The Italian-German maneuver was aimed at placing troops between the city of Benghazi and the first British armored division, under the command of General Sir Frank Messervy and located east of Agedabia, through a march of approach on two columns, one on Via Balbia , the other in the desert along Wadi Faregh, with the final aim of encircling the British.

The 22 January of the 1942 the San Marco moved towards Agedabia: in less than three hours the city was completely occupied and not without some difficulties; the Long Range Desert Group of the British Army tried to counter the offensive and the British did not spare the Battalion from exhausting air bombardments which, however, did not affect the responsiveness of the men of San Marco, succeeding the latter in overthrowing some enemy aircraft.

The British high command hardly believed that a displacement of men and equipment of this size could take place in such a short span of time and initially downgraded the operation as a simple reconnaissance; this infuriated the British front-line soldiers who saw their actions discredited, having themselves tried to stem the massive attack by the marines.

But the rise of the war of San Marco was only in its infancy: the 25 January the Battalion attacked Antelat city of primary strategic importance, in fact become one of the bases of the Royal Air Force stationed there for several weeks, located near the intersection of slopes to the oases of Giarabub and Gialo as well as to the Carce plateau. It is easy to understand how, at such a short distance from the enemy flight fields, the risk of aerial bombardments was extremely high for Italian sailors.

The British, however, caught by surprise, were not able to take advantage of the tactical advantage they had, succeeding in taking off only a few Kittyhawk and Hurricane fighters. As the British air forces turned back to Msus, Antelat fell at 15: 30.

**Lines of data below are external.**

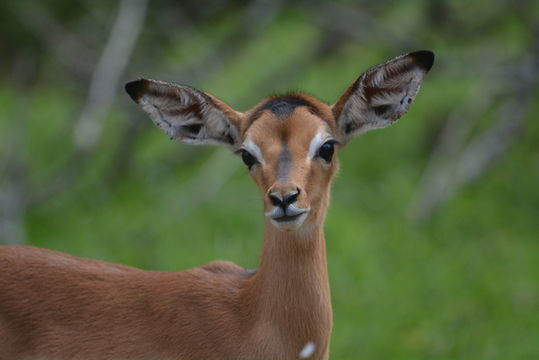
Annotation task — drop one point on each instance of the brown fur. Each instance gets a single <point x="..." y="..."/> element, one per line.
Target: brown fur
<point x="56" y="306"/>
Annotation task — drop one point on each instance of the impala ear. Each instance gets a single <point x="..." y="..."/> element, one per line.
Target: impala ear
<point x="185" y="113"/>
<point x="382" y="94"/>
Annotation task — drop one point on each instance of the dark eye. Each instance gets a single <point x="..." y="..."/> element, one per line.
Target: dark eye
<point x="248" y="159"/>
<point x="326" y="151"/>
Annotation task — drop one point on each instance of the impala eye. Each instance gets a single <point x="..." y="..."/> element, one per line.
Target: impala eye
<point x="326" y="151"/>
<point x="248" y="159"/>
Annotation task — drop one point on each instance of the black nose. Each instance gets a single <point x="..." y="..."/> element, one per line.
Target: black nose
<point x="288" y="199"/>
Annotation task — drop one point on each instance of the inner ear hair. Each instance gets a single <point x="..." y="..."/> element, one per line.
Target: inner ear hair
<point x="185" y="113"/>
<point x="382" y="94"/>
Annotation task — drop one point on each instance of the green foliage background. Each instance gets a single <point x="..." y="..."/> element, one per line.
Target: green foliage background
<point x="462" y="284"/>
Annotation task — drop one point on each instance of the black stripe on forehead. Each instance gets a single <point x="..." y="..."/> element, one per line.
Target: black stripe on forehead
<point x="284" y="164"/>
<point x="283" y="106"/>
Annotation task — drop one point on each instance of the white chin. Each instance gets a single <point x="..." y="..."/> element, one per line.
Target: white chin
<point x="290" y="225"/>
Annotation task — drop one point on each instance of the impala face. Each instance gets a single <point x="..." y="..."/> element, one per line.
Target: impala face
<point x="288" y="146"/>
<point x="288" y="142"/>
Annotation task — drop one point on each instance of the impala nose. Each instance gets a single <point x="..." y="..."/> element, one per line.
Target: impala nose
<point x="277" y="199"/>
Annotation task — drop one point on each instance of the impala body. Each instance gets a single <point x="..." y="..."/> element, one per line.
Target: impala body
<point x="56" y="306"/>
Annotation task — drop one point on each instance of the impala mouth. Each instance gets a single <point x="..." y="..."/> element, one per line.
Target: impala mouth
<point x="291" y="218"/>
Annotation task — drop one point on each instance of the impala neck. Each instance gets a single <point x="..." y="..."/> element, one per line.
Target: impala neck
<point x="291" y="287"/>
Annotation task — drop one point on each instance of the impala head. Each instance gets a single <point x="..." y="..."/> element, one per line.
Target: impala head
<point x="288" y="142"/>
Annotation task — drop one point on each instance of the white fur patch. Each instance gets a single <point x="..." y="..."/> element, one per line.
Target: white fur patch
<point x="318" y="140"/>
<point x="254" y="150"/>
<point x="307" y="351"/>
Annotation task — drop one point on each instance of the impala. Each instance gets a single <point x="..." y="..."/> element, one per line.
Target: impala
<point x="56" y="306"/>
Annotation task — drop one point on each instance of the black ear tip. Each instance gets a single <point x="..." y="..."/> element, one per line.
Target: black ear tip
<point x="423" y="58"/>
<point x="136" y="89"/>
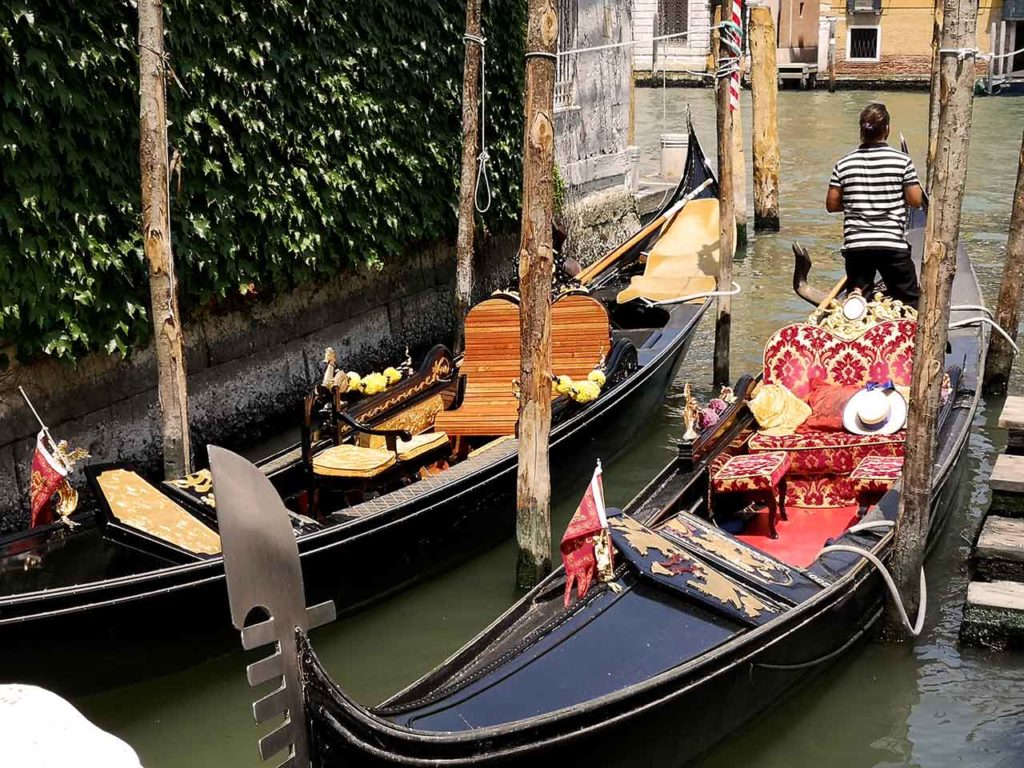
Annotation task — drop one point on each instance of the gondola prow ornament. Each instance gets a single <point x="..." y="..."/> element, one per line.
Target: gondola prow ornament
<point x="264" y="581"/>
<point x="51" y="464"/>
<point x="587" y="550"/>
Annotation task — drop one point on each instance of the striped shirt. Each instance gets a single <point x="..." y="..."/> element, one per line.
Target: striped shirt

It was the second victory of the San Marco in less than three days. In the 48 hours after the battle, due to the rapid advance, the supplies were lost: it was only thanks to the iron discipline, the sense of duty and unconditional self-denial that the morale of the 481 infantrymen of Marina, remained in force after the battalion after the confrontation could keep itself constantly high.

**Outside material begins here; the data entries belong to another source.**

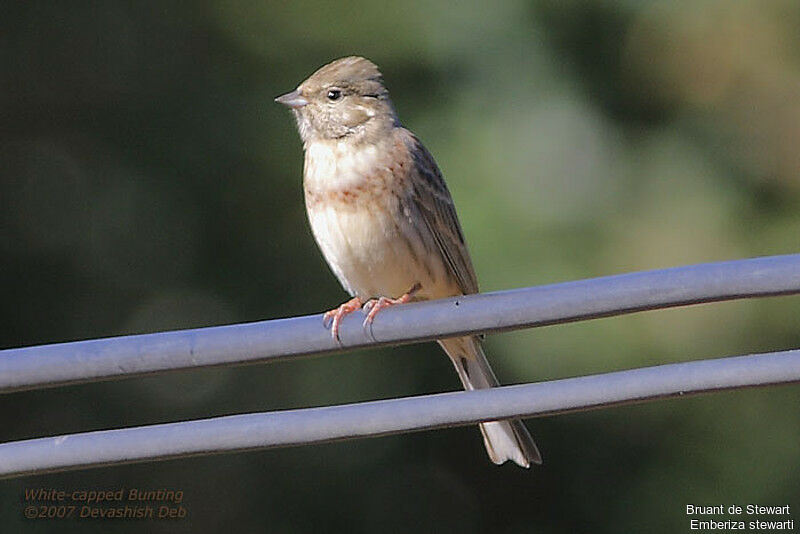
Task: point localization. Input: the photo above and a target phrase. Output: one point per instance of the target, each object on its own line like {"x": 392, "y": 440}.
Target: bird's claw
{"x": 334, "y": 317}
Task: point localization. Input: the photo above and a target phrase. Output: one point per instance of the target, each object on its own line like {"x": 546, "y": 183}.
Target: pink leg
{"x": 373, "y": 306}
{"x": 337, "y": 314}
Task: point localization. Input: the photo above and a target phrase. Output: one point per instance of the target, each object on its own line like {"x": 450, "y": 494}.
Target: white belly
{"x": 354, "y": 213}
{"x": 366, "y": 250}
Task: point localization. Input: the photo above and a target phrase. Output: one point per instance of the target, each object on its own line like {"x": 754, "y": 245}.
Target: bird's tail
{"x": 504, "y": 440}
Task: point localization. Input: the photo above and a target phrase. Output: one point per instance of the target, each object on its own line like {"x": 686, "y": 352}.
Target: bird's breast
{"x": 354, "y": 204}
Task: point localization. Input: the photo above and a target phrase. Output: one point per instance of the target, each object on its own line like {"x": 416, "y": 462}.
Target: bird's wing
{"x": 429, "y": 194}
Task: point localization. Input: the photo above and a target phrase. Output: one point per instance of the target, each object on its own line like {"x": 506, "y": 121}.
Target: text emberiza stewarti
{"x": 384, "y": 219}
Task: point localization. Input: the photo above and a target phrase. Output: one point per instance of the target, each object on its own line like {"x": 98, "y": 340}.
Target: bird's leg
{"x": 373, "y": 306}
{"x": 337, "y": 314}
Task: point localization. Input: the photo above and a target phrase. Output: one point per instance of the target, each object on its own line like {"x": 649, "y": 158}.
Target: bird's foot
{"x": 336, "y": 315}
{"x": 373, "y": 306}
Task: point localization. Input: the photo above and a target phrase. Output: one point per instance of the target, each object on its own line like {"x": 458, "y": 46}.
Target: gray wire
{"x": 99, "y": 359}
{"x": 317, "y": 425}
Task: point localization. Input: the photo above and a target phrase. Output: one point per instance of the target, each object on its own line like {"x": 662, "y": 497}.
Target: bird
{"x": 385, "y": 221}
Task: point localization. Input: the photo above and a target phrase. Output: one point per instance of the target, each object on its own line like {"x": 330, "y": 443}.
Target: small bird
{"x": 385, "y": 221}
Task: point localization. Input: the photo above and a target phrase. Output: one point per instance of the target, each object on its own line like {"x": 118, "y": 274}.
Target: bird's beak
{"x": 294, "y": 100}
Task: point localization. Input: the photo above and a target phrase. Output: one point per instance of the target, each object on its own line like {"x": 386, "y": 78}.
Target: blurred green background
{"x": 150, "y": 183}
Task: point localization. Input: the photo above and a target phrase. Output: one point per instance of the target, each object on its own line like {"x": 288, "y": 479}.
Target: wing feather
{"x": 432, "y": 200}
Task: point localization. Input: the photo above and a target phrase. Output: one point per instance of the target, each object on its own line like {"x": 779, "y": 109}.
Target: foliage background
{"x": 150, "y": 183}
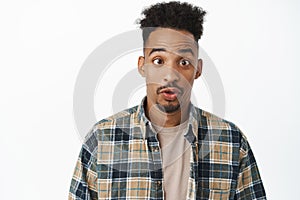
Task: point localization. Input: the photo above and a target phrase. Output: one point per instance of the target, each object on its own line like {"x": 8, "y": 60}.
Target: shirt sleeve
{"x": 84, "y": 180}
{"x": 249, "y": 184}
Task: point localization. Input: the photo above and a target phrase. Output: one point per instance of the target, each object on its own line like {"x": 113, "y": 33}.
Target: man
{"x": 166, "y": 148}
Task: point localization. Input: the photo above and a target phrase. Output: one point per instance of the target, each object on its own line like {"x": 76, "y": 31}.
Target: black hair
{"x": 176, "y": 15}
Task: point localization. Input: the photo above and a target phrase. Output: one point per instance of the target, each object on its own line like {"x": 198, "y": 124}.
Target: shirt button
{"x": 155, "y": 149}
{"x": 158, "y": 183}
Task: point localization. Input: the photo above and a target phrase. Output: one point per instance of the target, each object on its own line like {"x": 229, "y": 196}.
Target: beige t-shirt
{"x": 175, "y": 151}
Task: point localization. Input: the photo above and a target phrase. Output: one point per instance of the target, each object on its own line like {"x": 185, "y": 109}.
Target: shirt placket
{"x": 155, "y": 164}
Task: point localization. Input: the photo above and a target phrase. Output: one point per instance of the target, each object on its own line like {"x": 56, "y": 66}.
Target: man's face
{"x": 170, "y": 65}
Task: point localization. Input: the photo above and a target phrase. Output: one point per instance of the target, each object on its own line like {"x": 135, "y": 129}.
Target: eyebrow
{"x": 156, "y": 49}
{"x": 187, "y": 50}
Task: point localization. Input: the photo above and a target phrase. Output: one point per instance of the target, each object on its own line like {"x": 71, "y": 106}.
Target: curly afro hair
{"x": 175, "y": 15}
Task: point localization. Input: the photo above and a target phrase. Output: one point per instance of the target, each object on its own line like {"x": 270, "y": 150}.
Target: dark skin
{"x": 170, "y": 65}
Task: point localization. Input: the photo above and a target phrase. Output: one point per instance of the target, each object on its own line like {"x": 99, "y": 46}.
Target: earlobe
{"x": 199, "y": 69}
{"x": 141, "y": 62}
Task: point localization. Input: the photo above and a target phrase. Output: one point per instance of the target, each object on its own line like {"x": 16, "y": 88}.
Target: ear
{"x": 199, "y": 69}
{"x": 141, "y": 62}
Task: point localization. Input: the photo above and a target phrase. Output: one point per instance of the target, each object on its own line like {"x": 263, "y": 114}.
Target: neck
{"x": 163, "y": 119}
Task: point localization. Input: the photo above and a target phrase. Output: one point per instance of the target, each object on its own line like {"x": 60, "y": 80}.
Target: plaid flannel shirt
{"x": 121, "y": 159}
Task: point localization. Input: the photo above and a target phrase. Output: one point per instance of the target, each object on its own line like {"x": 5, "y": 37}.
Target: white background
{"x": 253, "y": 44}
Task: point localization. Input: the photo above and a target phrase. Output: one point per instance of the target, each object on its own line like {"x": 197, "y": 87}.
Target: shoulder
{"x": 108, "y": 126}
{"x": 211, "y": 123}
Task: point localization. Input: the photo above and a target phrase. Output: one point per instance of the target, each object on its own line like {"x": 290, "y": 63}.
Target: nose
{"x": 170, "y": 74}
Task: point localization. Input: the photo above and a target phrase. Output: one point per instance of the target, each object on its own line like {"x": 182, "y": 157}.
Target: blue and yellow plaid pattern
{"x": 120, "y": 159}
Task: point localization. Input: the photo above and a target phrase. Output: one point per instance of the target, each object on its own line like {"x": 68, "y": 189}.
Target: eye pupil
{"x": 158, "y": 61}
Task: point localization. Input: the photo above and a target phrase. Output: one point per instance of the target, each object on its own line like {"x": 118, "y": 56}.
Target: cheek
{"x": 153, "y": 76}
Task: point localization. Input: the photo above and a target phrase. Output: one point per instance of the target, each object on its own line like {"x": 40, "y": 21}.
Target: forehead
{"x": 171, "y": 40}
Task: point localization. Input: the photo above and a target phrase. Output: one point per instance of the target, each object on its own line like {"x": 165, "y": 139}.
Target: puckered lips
{"x": 169, "y": 93}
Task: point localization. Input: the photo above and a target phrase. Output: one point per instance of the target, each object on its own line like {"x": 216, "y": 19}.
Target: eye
{"x": 184, "y": 62}
{"x": 158, "y": 61}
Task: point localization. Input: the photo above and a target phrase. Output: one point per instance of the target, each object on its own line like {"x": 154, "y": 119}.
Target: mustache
{"x": 169, "y": 86}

The occupation of Antelat was so rapid and sudden that in the English dispatches it was claimed that to undertake it had been a real commando, that is, special forces of highly trained elites. The use of the term "commando" should be considered otherwise flattering if compared to the fact that the San Marco was used for the performance of tasks and actions very different from those for which the men of the Battalion had been prepared. Arrived in North Africa in November 1941, trained mainly for the war of position, the San Marco was deployed to the front in a hurry, so much so that training and amalgam were carried out on site, and employed in operations of assault.

Thus it was that the English had to bitterly acknowledge that the success of the operation had been superior to any prediction they had made. Antelat was thus the first test of the courage and resistance of the men of San Marco in Africa.